01 - Preheat oven to 190°C. Line two large baking sheets with parchment paper and set aside.
02 - Melt unsalted butter in a small bowl and cool in the refrigerator for 10 minutes until slightly thickened.
03 - In a separate bowl, combine flour, cornstarch, baking powder, baking soda, and salt. Whisk until uniformly distributed.
04 - In a large mixing bowl, vigorously whisk granulated sugar and lemon zest until the mixture resembles wet sand.
05 - Whisk in cooled melted butter to the sugar-lemon mixture until fully integrated. Add egg, egg yolk, and vanilla extract, whisking until smooth.
06 - Stir dry ingredients gently into the wet mixture just until incorporated.
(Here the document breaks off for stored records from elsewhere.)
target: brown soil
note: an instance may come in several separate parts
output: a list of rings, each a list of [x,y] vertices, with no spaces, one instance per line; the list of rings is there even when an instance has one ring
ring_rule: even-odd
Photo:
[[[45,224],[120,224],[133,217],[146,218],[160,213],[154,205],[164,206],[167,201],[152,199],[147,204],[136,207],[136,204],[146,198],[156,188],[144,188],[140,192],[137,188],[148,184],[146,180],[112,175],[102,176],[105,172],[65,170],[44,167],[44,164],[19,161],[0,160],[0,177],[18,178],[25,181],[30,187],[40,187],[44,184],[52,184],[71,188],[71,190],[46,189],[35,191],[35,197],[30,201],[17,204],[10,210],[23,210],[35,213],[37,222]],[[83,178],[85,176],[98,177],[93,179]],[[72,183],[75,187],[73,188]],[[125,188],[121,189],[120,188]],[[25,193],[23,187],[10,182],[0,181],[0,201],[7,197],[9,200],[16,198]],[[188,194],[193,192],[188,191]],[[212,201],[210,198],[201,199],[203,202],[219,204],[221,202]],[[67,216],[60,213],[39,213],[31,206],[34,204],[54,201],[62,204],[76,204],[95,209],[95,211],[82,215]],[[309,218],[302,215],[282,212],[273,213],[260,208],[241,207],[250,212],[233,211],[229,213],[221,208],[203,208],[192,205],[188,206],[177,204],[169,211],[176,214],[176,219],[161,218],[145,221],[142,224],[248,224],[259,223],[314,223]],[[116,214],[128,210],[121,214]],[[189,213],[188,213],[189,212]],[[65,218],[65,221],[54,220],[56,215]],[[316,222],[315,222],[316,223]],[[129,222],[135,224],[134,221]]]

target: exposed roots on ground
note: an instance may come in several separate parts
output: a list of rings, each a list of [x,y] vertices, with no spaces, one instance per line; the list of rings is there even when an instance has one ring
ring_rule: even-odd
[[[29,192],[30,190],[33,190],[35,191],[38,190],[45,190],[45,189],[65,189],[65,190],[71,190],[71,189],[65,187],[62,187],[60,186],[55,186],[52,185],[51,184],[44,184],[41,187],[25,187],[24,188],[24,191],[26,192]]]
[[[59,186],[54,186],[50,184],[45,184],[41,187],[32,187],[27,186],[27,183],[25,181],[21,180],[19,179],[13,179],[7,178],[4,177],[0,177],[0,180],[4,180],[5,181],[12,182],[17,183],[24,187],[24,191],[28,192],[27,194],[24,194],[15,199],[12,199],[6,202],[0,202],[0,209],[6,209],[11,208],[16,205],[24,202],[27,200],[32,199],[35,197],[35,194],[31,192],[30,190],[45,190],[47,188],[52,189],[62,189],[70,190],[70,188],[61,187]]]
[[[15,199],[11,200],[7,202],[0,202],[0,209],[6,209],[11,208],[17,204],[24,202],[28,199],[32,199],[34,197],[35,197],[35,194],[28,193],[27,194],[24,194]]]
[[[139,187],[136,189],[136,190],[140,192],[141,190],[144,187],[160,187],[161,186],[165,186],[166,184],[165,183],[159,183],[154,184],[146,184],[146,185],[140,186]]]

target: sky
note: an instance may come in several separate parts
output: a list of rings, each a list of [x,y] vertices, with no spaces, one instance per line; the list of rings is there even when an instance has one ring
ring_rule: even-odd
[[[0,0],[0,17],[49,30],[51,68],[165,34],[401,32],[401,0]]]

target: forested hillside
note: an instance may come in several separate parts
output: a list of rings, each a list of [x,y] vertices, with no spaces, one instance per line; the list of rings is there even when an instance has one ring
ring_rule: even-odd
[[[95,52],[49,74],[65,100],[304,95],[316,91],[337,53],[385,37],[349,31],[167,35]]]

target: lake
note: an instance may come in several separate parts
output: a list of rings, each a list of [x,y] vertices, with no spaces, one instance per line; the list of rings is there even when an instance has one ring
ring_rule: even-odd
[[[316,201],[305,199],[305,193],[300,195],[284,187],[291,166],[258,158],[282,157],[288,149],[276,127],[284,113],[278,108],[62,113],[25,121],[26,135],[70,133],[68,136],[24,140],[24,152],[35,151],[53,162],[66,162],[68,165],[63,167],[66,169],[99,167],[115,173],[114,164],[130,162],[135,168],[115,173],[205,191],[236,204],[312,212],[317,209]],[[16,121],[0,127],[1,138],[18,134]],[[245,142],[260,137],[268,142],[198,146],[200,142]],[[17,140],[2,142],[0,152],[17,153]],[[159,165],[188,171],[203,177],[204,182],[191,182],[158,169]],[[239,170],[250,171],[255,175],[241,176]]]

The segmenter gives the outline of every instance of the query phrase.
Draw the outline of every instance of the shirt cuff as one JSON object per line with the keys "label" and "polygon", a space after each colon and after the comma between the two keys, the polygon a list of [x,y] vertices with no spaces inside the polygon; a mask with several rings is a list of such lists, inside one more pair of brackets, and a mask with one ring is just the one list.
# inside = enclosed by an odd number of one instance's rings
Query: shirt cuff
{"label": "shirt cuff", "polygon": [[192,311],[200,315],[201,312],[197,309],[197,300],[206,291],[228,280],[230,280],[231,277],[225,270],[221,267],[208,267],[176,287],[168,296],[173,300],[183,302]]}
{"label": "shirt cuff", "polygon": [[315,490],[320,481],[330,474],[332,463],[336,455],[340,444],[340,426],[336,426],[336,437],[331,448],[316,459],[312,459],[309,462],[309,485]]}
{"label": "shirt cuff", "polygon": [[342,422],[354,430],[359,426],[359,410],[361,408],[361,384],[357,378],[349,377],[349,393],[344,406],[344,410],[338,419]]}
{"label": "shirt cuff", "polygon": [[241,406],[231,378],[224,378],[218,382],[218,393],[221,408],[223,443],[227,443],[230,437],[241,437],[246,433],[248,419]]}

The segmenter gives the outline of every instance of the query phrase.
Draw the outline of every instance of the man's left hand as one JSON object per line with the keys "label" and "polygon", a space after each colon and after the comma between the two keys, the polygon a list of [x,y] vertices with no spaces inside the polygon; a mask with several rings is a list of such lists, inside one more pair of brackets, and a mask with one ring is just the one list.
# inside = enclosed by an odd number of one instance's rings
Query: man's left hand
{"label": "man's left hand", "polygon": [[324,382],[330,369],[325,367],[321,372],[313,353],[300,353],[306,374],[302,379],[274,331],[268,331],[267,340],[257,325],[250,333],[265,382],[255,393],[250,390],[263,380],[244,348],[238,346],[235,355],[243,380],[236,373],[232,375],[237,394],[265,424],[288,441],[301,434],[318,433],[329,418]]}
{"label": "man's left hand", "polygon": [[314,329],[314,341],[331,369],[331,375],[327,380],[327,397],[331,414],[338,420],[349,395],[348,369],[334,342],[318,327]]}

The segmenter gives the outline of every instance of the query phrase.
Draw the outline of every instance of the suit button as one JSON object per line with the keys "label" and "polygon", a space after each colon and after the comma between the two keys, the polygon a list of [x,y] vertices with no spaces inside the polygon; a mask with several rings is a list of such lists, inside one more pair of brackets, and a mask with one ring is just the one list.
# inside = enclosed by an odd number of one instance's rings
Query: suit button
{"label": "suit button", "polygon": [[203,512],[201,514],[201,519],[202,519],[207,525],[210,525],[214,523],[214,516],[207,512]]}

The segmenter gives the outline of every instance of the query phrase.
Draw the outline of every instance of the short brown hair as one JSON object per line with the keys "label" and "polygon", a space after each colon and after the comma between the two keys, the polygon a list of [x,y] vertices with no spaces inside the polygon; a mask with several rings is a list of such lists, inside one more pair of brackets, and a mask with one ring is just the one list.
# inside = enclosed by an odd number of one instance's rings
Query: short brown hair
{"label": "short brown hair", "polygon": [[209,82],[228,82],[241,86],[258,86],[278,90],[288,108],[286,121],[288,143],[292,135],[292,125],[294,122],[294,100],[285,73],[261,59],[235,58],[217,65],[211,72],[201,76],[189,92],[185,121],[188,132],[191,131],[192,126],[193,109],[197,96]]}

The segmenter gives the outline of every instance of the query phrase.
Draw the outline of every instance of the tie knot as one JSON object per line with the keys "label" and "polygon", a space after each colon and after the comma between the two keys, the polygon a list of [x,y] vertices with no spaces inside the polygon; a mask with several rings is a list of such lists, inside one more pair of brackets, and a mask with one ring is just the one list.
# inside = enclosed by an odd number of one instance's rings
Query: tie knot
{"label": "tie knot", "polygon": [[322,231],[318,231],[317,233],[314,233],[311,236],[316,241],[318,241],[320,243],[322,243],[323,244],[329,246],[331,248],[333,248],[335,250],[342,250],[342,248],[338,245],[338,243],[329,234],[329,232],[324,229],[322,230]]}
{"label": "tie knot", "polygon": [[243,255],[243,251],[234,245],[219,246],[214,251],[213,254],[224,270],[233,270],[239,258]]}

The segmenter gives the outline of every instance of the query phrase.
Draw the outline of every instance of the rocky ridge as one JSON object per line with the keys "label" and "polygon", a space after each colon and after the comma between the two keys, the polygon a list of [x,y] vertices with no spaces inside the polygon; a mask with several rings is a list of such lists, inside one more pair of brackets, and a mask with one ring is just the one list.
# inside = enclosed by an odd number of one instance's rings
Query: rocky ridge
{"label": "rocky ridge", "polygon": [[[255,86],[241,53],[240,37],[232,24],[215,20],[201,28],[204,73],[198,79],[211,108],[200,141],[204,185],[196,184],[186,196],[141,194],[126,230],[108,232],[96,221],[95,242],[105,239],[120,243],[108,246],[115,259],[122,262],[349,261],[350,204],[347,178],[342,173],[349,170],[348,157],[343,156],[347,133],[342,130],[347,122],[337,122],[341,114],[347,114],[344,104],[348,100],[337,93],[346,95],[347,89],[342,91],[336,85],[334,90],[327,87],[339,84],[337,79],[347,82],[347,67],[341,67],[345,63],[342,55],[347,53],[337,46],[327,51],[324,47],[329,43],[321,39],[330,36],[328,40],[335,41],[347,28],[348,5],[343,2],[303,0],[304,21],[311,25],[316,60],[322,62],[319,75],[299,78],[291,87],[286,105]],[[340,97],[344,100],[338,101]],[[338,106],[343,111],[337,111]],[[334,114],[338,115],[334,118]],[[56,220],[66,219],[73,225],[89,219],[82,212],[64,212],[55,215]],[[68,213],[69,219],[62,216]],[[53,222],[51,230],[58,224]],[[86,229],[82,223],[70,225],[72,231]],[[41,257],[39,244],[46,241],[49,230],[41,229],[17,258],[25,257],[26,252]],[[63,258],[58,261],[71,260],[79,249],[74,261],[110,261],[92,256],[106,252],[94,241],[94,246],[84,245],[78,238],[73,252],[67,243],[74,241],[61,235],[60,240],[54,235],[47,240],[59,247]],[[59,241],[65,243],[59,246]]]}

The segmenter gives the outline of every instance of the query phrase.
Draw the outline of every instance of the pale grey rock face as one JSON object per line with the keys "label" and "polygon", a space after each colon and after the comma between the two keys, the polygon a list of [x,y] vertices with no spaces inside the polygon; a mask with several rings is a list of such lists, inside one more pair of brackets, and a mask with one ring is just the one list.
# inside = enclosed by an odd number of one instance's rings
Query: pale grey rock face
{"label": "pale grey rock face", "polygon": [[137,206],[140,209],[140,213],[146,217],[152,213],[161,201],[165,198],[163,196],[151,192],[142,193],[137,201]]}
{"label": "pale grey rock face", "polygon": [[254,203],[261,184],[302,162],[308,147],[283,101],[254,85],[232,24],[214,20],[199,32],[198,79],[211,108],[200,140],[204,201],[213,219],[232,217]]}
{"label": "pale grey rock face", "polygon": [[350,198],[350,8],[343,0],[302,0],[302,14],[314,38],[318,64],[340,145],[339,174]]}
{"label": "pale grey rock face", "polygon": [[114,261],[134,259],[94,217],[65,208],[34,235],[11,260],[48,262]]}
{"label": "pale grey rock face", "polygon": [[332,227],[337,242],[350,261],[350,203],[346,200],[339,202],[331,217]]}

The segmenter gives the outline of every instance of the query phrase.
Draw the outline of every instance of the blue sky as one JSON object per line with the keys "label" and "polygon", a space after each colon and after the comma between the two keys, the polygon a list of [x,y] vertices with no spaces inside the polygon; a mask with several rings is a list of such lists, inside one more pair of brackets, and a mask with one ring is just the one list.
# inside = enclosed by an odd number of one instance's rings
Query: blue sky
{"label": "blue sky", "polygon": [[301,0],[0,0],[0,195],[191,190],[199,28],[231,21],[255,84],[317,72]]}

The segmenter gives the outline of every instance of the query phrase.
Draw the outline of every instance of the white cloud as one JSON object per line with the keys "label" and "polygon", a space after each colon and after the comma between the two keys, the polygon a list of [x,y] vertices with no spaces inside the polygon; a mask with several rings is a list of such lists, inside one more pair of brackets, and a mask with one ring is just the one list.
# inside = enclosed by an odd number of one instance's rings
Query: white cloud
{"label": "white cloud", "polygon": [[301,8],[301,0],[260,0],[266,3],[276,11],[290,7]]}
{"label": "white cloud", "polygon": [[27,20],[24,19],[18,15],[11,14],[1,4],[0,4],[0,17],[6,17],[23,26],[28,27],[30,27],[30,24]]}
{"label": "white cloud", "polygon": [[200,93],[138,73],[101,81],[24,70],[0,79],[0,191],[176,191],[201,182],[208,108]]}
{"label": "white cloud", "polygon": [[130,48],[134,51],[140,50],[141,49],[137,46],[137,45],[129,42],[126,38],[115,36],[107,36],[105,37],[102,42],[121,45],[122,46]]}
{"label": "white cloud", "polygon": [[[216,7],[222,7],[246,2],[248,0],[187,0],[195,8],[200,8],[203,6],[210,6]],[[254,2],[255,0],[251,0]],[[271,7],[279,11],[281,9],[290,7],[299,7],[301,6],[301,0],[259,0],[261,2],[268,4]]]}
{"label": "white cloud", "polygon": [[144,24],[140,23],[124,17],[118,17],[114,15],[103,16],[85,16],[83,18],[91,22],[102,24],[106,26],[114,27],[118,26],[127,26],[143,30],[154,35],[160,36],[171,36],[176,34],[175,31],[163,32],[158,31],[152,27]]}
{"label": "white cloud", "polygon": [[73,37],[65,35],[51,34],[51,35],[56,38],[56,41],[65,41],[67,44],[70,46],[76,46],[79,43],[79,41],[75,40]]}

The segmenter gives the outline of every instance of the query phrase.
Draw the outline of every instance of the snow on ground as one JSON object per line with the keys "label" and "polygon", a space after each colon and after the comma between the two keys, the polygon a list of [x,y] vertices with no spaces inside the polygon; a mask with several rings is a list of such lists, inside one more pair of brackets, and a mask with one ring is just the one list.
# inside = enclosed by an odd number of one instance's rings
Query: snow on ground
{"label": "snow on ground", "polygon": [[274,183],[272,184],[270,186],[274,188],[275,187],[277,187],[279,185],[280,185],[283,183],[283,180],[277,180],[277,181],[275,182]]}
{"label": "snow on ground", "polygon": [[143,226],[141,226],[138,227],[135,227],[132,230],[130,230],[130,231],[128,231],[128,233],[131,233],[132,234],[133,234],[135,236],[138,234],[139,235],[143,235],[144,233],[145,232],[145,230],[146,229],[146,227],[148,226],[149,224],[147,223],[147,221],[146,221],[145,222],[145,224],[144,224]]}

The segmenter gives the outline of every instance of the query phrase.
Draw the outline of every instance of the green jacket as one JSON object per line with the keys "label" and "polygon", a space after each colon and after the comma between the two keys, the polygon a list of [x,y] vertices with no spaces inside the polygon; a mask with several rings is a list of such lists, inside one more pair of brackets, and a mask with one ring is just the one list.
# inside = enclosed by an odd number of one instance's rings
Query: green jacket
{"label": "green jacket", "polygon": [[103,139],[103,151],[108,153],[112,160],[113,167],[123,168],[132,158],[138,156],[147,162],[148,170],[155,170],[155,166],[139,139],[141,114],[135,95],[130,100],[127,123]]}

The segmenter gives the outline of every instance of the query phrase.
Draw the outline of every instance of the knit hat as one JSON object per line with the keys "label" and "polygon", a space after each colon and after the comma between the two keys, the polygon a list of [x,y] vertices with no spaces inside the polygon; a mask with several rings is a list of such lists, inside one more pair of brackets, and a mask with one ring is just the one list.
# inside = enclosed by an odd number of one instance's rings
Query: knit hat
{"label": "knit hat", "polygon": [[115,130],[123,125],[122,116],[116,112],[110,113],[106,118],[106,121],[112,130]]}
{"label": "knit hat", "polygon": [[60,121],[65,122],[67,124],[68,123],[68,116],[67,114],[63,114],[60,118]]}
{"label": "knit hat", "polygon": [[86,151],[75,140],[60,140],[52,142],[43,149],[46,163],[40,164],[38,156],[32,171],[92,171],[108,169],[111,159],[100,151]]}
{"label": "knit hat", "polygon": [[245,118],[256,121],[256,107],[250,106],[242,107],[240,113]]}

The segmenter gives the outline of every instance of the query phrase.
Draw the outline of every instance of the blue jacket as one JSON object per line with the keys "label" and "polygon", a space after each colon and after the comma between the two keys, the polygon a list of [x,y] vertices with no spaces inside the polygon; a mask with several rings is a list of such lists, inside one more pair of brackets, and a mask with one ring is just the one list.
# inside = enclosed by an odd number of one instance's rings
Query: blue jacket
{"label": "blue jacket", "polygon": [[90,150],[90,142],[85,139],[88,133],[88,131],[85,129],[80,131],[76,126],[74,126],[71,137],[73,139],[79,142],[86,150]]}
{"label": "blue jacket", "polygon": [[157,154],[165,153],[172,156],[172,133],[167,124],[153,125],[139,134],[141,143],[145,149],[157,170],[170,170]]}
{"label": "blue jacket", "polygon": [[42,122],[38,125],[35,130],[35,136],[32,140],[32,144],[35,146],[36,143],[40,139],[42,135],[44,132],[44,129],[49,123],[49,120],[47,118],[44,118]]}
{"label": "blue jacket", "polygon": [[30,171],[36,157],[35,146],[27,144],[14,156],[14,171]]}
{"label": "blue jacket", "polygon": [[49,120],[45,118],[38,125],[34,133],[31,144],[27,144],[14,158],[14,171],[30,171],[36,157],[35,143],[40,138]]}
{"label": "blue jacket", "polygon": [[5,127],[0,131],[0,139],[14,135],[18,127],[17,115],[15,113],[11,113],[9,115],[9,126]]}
Avoid over-mixing.
07 - Fold in blueberries delicately, ensuring even distribution throughout the dough.
08 - Using a medium cookie scoop (approximately 30 ml), portion dough into balls. Roll balls in granulated sugar if desired.
09 - Place dough balls on prepared baking sheets, spacing them 8 cm apart to allow for spreading.
10 - Bake at 190°C for 10 to 12 minutes, or until cookie edges are set and lightly golden. Adjust baking time to 14-16 minutes at 177°C if using frozen blueberries.
11 - Cool cookies on the baking sheet for 3 to 4 minutes, then transfer to a wire rack to cool completely before serving.

# Additional Information:

01 - Store cookies in an airtight container at room temperature or refrigerated for up to five days.
02 - For best results with frozen blueberries, use small wild varieties and incorporate them directly before scooping to prevent excess dough discoloration.
03 - Avoid over-mixing the dough to maintain cookie tenderness.